52. L’analyse de la Cour dans l’affaire Vavřička évoque également
la possibilité d’une «méthode indirecte» d’obligation. Les conséquences
du refus de la vaccination, notamment le maintien des restrictions
imposées à la jouissance des libertés, et la stigmatisation peuvent
être si graves qu’elles suppriment l’élément de liberté de choix
dans cette décision. La vaccination peut alors devenir quasiment
une obligation, ou être perçue comme telle (ce qui revient au même
lorsqu’il s’agit de contrainte). Cette situation peut constituer
une ingérence dans l’exercice d’un droit protégé. Si cette ingérence
est disproportionnée, elle peut être considérée comme une violation
du droit en question ou comme une discrimination dans l’exercice
de ce droit, ou encore les deux à la fois. En outre, comme l’indique
l’Institut Ada Lovelace, les pass covid établis sur la base de la vaccination
«pourraient réduire la confiance et accroître l’hésitation à se
faire vacciner si le système est perçu comme instaurant une vaccination
obligatoire par des moyens détournés. Ce problème pourrait être particulièrement
sensible au sein des groupes marginalisés qui sont susceptibles
de faire preuve d’un niveau de méfiance plus élevé»
.
53. Si les pass covid établis sur la base des tests étaient exclus
au motif que les tests n’offrent pas une protection relative suffisante
contre la transmission pour justifier un traitement différencié,
les deux éléments restants permettant l’obtention d’un pass covid
seraient la vaccination et la guérison après une infection. Tant que
la vaccination ne sera pas accessible à l’ensemble de la population,
les personnes non vaccinées ne pourront obtenir un pass covid que
si elles ont contracté la maladie et sont guéries. Si les avantages
offerts par le pass covid étaient suffisamment importants, on peut
s’interroger sur la possibilité que certaines personnes y voient
une incitation à se faire contaminer.
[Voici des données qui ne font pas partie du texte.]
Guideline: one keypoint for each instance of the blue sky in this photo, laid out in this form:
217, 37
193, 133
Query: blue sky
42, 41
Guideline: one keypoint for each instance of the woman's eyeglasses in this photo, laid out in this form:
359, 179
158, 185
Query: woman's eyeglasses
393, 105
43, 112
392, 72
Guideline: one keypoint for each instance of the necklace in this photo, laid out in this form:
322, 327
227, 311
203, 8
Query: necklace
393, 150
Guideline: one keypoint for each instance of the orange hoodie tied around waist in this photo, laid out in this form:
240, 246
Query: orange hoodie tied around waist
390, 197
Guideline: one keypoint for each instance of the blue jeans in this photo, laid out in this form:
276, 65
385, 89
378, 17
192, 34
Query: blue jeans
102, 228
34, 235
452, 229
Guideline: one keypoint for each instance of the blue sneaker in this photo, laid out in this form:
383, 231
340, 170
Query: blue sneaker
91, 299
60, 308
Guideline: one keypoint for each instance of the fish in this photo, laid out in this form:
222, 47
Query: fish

Bien que cette éventualité
soit assez improbable, et qu’il s’agirait sans doute tout au plus
d’un phénomène très marginal et certainement dangereux, elle ne
peut être totalement exclue – il suffit d’observer le nombre de
personnes qui refusent de porter un masque ou de respecter une distanciation
physique suffisante pour se représenter à quel point l’appréciation
du risque peut être différente d’une personne à l’autre
.
54. À la mi-février 2021, selon un sondage réalisé en Israël,
31 % des personnes qui n’avaient pas l’intention de se faire vacciner
auparavant déclaraient que l’instauration imminente du système de
«passeport vert» les persuaderait peut-être ou certainement de le
faire
.
5.5. Jurisprudence
nationale
55. Le 1er avril
2021, le Conseil d’État français a jugé que, même s’il était vraisemblable
que la vaccination assurait une protection efficace, les personnes
vaccinées pouvaient cependant demeurer porteuses du virus et ainsi
contribuer à sa propagation dans une mesure à ce stade difficile
à quantifier, ce qui ne permettait donc pas d’affirmer que seules
les interventions non pharmacologiques limiteraient suffisamment
ce risque. En conséquence, l’atteinte à la liberté individuelle
résultant des mesures de couvre-feu et de confinement en vigueur
ne pouvait pas, en l’état, au regard des objectifs poursuivis, être
regardée comme disproportionnée, en tant qu’elles s’appliquent aux
personnes vaccinées
. Le
raisonnement qui sous-tend cette décision serait clairement applicable
aux pass covid établis sur la base de la vaccination; il est naturellement
fondé sur les éléments disponibles à l’époque, et une conclusion
différente pourrait être dégagée à mesure que les connaissances
scientifiques évoluent.
6. Questions
relatives à la protection des données et au respect de la vie privée
56. Qu’il s’agisse d’informations
sur le statut vaccinal, sur une contamination antérieure, sur le
statut concernant les anticorps ou sur les résultats des tests,
un pass ou un certificat covid contiendrait des données personnelles
sensibles. Le traitement de ces données est soumis à des normes
internationales strictes et bien établies, notamment à celles de
la Convention 108 et de la Convention 108+ du Conseil de l’Europe.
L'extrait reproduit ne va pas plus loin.